Spinal cord injury has long been one of medicine’s most frustrating frontiers. Once damaged, neurons in the spinal cord and brain rarely regenerate, leaving patients with permanent paralysis and loss of motor function. But researchers at the University of California, San Diego School of Medicine may have uncovered a path toward recovery. Using powerful bioinformatics tools, they have identified an existing drug – Thiorphan – that could stimulate neurons to regrow and restore lost function.
Their study, published in Nature, shows how modern computational biology can accelerate discovery, turning data into potential cures at unprecedented speed. “This represents a convergence of technologies,” explained Dr. Erna van Niekerk, lead author of the study. “Gene sequencing, computational bioinformatics, and cell culture all came together to identify a potentially useful treatment that might have taken decades before these tools were available.”
From Computer to Lab: A Data-Driven Discovery
The project began with a deceptively simple question: what makes certain neurons capable of regenerating after injury while others remain dormant? Researchers analyzed the gene expression patterns of mouse neurons that successfully regrew after spinal cord injury, then searched for drugs that could reproduce that same pattern in human neurons.
Using the massive Connectivity Map database, which catalogs the genetic effects of thousands of compounds, the team zeroed in on Thiorphan—a drug once tested in humans for unrelated conditions. When applied to cultured adult human brain cells, Thiorphan dramatically increased neurite outgrowth, the early process by which neurons form new connections.
Growing adult human brain cells in the lab is notoriously difficult, making this finding both rare and significant. “We succeeded in culturing adult human brain cells in large numbers,” said senior author Dr. Mark H. Tuszynski. “That’s a powerful new tool for discovering treatments for neurological disorders.”
What Is Thiorphan?
Thiorphan is a neutral endopeptidase inhibitor, meaning it blocks enzymes that normally degrade certain signaling molecules in the nervous system. By doing so, it appears to trigger a “developmental reset,” nudging adult neurons back into an embryonic-like state where they can grow and repair.
In animal studies, Thiorphan boosted the production of brain-derived neurotrophic factor (BDNF) and phospho-AKT—two key proteins involved in cell survival and neural growth. These molecular shifts mirror those seen during early brain development, suggesting that Thiorphan reawakens dormant growth pathways within the nervous system.
Testing in Animals and Humans
After promising results in cultured neurons, the UC San Diego team tested Thiorphan in rats with severe cervical spinal cord injuries. When the drug was combined with neural stem cell grafts, the treated rats showed a twofold improvement in forelimb function compared to untreated animals. Even rats receiving Thiorphan alone regained roughly 50 percent more hand function than controls.
Microscopic analysis revealed that Thiorphan increased corticospinal axon regeneration—the growth of nerve fibers essential for voluntary movement—by 60 percent. In primate and human neuron cultures, Thiorphan continued to demonstrate strong regenerative activity, increasing neurite length and density by up to 61 percent.

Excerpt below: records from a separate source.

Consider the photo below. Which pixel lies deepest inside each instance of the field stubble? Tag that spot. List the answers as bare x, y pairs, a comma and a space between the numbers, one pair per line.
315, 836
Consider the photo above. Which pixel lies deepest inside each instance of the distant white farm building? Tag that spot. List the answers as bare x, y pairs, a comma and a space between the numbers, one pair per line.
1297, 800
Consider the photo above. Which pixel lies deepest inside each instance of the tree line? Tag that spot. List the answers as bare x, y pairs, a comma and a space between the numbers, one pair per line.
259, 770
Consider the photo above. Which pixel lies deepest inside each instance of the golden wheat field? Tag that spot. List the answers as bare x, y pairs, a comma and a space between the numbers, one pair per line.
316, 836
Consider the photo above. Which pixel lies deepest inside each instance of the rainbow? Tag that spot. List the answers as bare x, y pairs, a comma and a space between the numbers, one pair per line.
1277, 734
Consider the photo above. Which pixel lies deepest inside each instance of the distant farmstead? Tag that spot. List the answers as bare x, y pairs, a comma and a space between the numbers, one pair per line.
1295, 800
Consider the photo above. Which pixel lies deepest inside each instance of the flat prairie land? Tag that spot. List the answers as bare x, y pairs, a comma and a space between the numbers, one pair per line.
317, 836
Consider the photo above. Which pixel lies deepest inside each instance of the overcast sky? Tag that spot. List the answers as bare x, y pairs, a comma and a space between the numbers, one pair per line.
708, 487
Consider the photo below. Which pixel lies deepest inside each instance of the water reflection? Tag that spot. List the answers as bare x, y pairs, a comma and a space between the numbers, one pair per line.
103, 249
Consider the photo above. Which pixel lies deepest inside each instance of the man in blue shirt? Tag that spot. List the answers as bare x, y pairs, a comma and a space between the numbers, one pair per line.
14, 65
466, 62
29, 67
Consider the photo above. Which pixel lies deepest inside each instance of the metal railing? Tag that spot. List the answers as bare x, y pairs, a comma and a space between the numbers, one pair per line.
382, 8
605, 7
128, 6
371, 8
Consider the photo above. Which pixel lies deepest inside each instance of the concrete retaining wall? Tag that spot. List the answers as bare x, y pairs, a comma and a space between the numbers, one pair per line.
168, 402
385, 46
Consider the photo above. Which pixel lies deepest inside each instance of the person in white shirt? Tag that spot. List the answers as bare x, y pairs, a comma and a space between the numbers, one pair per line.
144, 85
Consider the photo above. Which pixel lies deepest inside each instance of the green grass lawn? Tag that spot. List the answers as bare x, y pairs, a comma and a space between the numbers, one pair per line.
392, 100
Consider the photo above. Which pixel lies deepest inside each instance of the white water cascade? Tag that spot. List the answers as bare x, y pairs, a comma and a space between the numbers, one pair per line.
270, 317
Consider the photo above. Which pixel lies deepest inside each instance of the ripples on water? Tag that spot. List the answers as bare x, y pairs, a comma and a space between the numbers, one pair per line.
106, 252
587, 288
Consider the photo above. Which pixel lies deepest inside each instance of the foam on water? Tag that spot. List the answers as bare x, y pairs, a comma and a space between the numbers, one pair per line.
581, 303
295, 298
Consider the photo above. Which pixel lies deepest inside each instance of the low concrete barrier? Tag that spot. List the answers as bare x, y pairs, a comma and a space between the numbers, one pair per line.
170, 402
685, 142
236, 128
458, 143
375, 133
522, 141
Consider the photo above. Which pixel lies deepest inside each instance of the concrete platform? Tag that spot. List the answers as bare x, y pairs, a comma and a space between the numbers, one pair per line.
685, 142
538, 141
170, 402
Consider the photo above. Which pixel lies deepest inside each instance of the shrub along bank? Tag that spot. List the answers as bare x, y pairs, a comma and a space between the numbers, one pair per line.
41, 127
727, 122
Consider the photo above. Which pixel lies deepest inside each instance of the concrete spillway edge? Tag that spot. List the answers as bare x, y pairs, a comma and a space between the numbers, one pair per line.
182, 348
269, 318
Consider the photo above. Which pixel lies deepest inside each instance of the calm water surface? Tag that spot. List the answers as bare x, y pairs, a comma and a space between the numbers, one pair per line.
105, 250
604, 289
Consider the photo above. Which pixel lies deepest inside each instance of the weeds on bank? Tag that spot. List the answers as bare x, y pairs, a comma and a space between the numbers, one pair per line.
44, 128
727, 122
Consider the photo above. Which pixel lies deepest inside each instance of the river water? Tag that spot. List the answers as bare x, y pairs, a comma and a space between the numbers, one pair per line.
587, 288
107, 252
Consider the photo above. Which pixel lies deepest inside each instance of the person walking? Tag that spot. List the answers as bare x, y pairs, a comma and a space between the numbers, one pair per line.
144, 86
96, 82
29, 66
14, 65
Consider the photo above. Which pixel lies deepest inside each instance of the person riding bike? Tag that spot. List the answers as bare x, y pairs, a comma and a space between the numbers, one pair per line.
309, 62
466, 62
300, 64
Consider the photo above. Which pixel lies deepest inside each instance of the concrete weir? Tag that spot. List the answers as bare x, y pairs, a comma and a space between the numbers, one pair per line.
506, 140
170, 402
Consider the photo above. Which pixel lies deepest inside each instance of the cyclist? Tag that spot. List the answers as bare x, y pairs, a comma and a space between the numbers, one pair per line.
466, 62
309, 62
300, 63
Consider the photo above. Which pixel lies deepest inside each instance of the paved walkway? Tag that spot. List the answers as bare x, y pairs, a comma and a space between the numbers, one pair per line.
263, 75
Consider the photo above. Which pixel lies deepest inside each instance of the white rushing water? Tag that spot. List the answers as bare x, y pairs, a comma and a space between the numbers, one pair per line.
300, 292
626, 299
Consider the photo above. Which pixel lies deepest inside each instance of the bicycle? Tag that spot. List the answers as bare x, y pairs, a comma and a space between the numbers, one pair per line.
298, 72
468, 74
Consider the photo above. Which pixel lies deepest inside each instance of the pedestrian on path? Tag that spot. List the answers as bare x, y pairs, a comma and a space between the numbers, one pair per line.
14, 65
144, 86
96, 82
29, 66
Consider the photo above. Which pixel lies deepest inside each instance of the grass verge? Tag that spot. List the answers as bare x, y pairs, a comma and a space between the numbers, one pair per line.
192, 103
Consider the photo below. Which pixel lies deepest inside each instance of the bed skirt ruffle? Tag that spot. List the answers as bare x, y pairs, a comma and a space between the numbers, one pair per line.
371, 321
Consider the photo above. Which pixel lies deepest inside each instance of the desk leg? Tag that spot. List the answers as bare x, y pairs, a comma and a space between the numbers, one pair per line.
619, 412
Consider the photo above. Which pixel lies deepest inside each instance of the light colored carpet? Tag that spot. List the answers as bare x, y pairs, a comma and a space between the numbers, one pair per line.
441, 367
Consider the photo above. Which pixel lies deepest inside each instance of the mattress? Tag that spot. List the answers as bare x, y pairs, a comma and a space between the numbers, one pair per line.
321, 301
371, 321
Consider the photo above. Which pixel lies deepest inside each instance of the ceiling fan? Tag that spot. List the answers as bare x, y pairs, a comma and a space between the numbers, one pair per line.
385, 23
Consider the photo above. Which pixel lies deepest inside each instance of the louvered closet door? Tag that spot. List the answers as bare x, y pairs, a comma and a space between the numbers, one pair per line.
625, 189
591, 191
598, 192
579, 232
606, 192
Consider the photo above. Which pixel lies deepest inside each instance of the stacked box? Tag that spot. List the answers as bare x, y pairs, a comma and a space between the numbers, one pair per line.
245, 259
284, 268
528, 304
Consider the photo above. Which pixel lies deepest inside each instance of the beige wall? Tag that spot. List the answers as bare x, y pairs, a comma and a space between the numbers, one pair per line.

The Mechanism Behind Regeneration
The researchers propose that Thiorphan reprograms injured neurons to a regenerative state by altering gene expression. RNA sequencing of treated monkey neurons revealed activation of 177 genes linked to neural development, synapse formation, and growth signaling.
In rats, Thiorphan-infused brain regions exhibited elevated levels of BDNF and phospho-AKT, two molecules central to nerve growth and repair. Together, these findings suggest that Thiorphan acts like a biochemical time machine—reverting mature neurons to a developmental phase where regrowth becomes possible.
Toward Clinical Trials
Because Thiorphan has already been tested in humans for non-neurological conditions, it could advance rapidly to clinical trials for spinal cord injury. The UC San Diego team is already optimizing its use, exploring delivery methods that might bypass the need for direct brain infusion. “We are making efforts now to optimize Thiorphan for future clinical trials,” said van Niekerk. “That process is simplified by the fact that the drug has already been used safely in people.”
Thiorphan’s discovery marks a turning point in regenerative neuroscience. For decades, spinal cord injuries were seen as irreversible. This research challenges that view, suggesting that the brain’s regenerative potential can be pharmacologically unlocked.
Dr. Tuszynski believes the approach could extend beyond spinal cord injury to other neurological disorders. “The ability to culture adult brain cells could be useful for testing new drugs or gene therapies for many brain diseases,” he said.
While significant hurdles remain—such as confirming long-term safety, improving delivery methods, and scaling up production—the study offers new hope to millions living with paralysis. By combining bioinformatics, stem cell science, and molecular biology, UC San Diego’s team has not only discovered a potential treatment but demonstrated a new model for rapid drug discovery.
If successful in clinical trials, Thiorphan could become the first therapy to truly regenerate the human spinal cord—transforming a once-impossible dream into a scientific reality.